From this example it can be seen that without the movement of certain funds, in this case of the proceeds received from the sale, neither the state budget, nor the workers, nor the pension fund itself - no one would receive their share. It is this movement of material values ​​that provides financial resources.

What is finance made of?

The main task of the public finances of any state is to provide this state with funds. Therefore, they consist of the following structures, such as the state budget, various funds that are extra-budgetary structures, as well as state loans.

Financial systems can be divided into: the finances of enterprises, the state and the population. In turn, the finances of the state are also distributed - the state credit, the state budget and off-budget funds. The state budget is interconnected with the Ministry of Finance and the Ministry of Taxes and Duties. It should be noted that the tax system works to replenish state funds.

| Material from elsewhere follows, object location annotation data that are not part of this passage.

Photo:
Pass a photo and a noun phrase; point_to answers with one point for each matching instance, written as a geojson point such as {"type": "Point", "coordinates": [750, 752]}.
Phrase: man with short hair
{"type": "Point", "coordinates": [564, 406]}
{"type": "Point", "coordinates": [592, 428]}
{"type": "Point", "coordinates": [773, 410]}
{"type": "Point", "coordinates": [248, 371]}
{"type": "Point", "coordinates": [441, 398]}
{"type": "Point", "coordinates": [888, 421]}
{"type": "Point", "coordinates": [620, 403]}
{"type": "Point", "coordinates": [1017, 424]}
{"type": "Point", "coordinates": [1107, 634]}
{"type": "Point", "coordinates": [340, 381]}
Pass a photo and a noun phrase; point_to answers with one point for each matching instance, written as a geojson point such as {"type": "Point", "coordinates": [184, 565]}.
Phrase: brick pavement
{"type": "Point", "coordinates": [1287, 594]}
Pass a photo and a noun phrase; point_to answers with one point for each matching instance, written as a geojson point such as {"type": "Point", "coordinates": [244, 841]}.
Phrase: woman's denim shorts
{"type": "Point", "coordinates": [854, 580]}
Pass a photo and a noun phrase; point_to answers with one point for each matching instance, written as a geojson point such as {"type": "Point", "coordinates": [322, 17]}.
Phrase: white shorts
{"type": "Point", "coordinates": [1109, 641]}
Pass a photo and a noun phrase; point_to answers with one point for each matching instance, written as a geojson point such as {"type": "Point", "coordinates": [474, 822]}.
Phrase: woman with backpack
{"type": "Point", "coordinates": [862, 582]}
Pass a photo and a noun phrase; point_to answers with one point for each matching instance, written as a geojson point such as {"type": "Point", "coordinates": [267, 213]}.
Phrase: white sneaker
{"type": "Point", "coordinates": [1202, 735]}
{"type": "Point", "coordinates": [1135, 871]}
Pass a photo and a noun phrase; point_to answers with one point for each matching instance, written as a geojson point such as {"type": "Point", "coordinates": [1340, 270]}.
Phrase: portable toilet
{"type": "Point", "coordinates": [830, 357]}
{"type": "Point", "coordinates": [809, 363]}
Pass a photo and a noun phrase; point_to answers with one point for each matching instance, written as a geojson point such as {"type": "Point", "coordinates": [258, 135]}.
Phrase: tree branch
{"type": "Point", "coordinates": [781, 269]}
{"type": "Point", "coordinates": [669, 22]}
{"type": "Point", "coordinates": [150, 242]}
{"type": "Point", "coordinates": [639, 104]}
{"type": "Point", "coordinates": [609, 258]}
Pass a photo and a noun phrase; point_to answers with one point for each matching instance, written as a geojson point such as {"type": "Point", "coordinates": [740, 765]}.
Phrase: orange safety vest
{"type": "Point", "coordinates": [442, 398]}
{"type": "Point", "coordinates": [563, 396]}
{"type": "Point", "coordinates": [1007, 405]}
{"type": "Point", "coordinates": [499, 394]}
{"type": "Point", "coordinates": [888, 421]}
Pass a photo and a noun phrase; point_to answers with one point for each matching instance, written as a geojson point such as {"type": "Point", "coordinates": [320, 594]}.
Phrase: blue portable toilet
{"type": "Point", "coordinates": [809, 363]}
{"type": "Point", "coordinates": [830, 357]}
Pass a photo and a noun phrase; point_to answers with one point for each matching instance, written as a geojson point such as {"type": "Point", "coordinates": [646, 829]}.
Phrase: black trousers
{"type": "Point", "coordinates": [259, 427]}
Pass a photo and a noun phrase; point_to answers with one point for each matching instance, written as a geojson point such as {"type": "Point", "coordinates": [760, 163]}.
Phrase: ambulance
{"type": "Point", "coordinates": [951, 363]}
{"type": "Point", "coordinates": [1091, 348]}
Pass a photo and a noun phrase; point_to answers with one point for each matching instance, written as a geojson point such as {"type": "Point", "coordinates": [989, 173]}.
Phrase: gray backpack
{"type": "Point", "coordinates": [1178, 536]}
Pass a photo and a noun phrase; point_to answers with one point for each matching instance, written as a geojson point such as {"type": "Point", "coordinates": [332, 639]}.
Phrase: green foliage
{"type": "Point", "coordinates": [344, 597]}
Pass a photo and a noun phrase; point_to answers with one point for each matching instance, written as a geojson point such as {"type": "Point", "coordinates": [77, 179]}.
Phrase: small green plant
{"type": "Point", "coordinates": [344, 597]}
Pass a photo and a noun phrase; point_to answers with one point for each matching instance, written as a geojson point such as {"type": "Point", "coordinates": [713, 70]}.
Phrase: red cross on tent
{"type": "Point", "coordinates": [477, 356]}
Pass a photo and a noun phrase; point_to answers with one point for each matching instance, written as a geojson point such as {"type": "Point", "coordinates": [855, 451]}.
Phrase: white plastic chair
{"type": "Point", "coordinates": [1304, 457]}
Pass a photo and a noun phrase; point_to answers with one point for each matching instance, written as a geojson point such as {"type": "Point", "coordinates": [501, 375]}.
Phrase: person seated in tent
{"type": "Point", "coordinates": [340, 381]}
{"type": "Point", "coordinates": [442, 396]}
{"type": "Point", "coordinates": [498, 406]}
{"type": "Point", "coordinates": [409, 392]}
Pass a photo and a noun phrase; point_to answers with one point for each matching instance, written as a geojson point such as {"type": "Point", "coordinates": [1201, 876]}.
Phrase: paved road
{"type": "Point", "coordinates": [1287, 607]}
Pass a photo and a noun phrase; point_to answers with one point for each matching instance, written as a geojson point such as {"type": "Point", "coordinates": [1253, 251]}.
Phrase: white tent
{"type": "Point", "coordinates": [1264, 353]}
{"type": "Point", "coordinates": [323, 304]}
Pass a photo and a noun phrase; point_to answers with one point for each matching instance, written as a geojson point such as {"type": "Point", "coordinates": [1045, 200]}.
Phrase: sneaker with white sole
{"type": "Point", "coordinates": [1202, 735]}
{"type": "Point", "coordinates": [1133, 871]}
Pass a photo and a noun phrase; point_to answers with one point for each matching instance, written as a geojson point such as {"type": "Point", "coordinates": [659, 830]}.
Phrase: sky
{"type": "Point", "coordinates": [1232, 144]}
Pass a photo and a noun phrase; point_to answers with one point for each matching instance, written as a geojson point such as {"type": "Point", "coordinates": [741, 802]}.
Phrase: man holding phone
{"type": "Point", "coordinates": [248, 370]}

How can finance be valued?

Any financial enterprise assessed against certain criteria. In some cases, express diagnostics are carried out. Why is this being done and why is it needed?

Financial valuation is very important in economic terms. With early diagnosis and detection of violations in the activities of any financial structures, it is possible to take the necessary measures and thus improve the general condition. Analytical programs are used for express diagnostics. These methods help to monitor overall indicators, such as liquidity, capital intensity, the return of various funds and more. During analytical activities, you can explore the activities of not only your own enterprise, but also competitors. For extended study and analysis, more extensive calculations are carried out. Certain methods allow not only to understand what is the cause of any violations, but also to learn more deeply and in detail the cause of their occurrence. To carry out such diagnostics, statistics are used, which are open for free use on various government websites and in analytical databases.

Financing Example

You can consider the example of finance directly on the expenditure of the state budget.

The financial system is divided into two main parts:

1. Finance of enterprises, which, in turn, include commercial and non-commercial organizations, as well as financial intermediaries.

2. State and municipal finances, which are distributed to the budget system and state credit.

3. budget system can also be divided into several links: federal, territorial and municipal, or local budgets.

4. And also all budgets are distributed to: pension fund, fund social insurance, federal and territorial funds of obligatory medical insurance.

Thus, the concept of finance, their role and functions are the basis of the economy, both for the state as a whole and for individual members of society.